Panel sends DC statehood bill to full House for consideration
The House Oversight Committee on Tuesday sent the full chamber a proposal to grant statehood to Washington, DC, marking a historic step in a decades-long battle to transform the federal district into the nation’s 51st state.
The Democratic-led committee approved H.R. 5803 by a vote of 21-16. Of the 24 Democrats on the panel, all but one had cosponsored a version of the bill introduced last year. Its passage comes after a nearly 8-hour debate on the measure in which Democratic members killed more than a dozen Republican-supported amendments.
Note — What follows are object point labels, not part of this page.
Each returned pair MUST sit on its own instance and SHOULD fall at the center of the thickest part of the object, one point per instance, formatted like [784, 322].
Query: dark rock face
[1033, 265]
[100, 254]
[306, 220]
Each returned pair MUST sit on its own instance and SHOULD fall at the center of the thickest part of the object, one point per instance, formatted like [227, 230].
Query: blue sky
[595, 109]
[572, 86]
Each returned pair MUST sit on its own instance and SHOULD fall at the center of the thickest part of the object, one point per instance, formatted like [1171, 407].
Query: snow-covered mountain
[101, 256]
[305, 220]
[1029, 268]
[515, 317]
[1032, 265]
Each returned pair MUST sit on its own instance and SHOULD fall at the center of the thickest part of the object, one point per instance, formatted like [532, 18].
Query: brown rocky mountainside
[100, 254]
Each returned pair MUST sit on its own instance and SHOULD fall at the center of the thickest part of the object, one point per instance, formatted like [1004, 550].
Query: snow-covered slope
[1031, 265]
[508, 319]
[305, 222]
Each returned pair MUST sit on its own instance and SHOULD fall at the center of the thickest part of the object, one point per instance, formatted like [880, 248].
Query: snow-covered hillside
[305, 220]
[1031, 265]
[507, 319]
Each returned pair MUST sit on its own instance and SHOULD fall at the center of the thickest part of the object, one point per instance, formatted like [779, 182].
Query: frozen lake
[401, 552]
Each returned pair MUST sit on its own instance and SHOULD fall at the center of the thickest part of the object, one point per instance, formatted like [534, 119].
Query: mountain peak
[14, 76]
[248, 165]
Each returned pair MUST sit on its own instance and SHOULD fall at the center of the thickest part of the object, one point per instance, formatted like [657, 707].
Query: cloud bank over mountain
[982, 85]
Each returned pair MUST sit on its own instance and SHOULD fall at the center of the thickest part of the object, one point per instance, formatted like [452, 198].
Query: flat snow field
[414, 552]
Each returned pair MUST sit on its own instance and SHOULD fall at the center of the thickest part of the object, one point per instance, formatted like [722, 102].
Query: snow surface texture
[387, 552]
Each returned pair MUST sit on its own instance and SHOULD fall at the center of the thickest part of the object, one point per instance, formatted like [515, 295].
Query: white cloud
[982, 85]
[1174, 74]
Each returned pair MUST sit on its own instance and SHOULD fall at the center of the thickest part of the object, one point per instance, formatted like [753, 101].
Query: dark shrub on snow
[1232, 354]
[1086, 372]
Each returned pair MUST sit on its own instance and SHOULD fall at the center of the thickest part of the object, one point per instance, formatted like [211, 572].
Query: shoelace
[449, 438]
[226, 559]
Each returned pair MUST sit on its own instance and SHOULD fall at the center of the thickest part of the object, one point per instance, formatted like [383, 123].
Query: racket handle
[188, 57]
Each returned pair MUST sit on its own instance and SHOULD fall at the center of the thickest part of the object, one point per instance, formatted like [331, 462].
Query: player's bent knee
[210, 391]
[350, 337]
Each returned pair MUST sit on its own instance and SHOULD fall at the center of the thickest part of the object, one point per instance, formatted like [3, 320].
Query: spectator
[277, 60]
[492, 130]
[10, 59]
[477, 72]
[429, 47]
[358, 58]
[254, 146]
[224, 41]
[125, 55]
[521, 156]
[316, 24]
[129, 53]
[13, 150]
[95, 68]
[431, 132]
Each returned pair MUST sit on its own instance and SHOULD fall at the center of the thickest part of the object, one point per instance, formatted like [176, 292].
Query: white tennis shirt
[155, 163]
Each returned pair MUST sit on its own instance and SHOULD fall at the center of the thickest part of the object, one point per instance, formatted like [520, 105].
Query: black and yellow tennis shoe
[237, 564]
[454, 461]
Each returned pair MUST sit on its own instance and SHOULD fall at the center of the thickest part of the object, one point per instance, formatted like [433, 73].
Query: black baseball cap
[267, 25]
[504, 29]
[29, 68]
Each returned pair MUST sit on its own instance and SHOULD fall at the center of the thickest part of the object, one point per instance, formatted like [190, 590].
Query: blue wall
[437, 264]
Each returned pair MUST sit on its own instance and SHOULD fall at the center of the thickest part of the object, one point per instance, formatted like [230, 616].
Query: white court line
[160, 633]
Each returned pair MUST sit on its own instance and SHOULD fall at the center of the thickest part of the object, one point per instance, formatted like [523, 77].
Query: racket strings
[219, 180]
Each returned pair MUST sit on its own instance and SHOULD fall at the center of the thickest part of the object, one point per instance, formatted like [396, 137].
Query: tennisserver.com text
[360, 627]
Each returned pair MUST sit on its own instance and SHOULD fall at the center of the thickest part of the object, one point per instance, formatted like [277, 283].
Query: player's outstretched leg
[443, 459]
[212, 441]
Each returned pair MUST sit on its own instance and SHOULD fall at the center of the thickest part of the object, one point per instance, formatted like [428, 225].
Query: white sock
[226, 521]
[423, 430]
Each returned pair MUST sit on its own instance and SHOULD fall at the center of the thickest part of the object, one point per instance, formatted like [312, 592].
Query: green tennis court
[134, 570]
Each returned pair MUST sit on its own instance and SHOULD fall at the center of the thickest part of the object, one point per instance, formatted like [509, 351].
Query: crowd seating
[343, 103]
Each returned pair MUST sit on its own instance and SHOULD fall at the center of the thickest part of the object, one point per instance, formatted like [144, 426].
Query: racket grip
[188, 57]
The legislation, titled the “Washington, D.C. Admission Act,” was first introduced in January 2019 by Del. Eleanor Holmes Norton, the District of Columbia’s nonvoting House member. It would make DC a state and would provide its residents with two senators and at least one voting House member. The state would comprise all of the land currently in DC, excluding the land on which all existing federal buildings and monuments in DC sit.
The bill is expected to be passed by the Democratic-controlled House, where its supporters include House Speaker Nancy Pelosi and House Majority Leader Steny Hoyer. A version of the bill introduced by Norton last year garnered more than 200 cosponsors. But its prospects remain dim in the Republican-controlled Senate.
“Congress has two choices: It can continue to exercise undemocratic authority over the 700,000 American citizens who live in the nation’s capital, treating them, in the words of Frederick Douglass, as ‘aliens, not citizens, but subjects,’ or it can live up to the nation’s promise and ideals, end taxation without representation and pass the Washington DC admissions act,” Norton said at the start of Tuesday’s mark-up meeting.
The panel’s passage of the bill represents the first congressional committee vote on DC statehood since 1993, when lawmakers considered a previous bill on the issue that was introduced by Norton, according to her office. Residents of DC have long called for statehood, arguing that they lack full representation because they don’t have a voting House member or senators, and Norton has advocated for statehood throughout her nearly 30 years in Congress.
“For such a historic achievement for the District of Columbia, the only message I can convey is gratitude,” she said in a statement following the vote.
Senate Majority Leader Mitch McConnell’s office on Tuesday declined CNN’s request for comment on the measure, citing his previous statements on it. During a Fox News interview last year, the Kentucky Republican said the idea, along with a number of other progressive proposals in the House, wouldn’t “go anywhere” as long as he controls the chamber.
The legislation would need to be approved by the full House and Senate before it goes to President Donald Trump for his signature or veto.
On Tuesday, Democrats on the committee sparred with their Republican counterparts as various GOP-backed amendments were debated and defeated during the meeting.
One such amendment, which would have placed the FBI headquarters and the Old Post Office building, a federally owned property on Pennsylvania Avenue that currently holds the Trump International Hotel, in the potential federal enclave and not the new state touched off a tense exchange between the lawmakers.
“I think that this is ridiculous that we’re not allowing them to keep those things that are revenue builders for the state, that will allow them to have the kind of income that they need to sustain the people of the District of Columbia when it is a state. This is ludicrous,” said Rep. Stacey Plaskett, a Democrat from the Virgin Islands.
Rep. Thomas Massie, a Kentucky Republican who proposed the amendment, argued that including the Old Post Office in the state is “a jab at Donald Trump, but also (a) recognition of his success at converting that building into a revenue generator.”
Democrats, he said, “have gerrymandered this new federal enclave, and I’m saying un-gerrymander it.”
The committee’s approval of the bill was celebrated by DC Vote, a local group that “fights for full and equal representation for DC residents through DC Statehood.”
“It’s a historic day and we’re excited to clear this hurdle and head to the floor,” said Bo Shuff, the executive director of the group, adding that it’s “monumental for the people of DC.”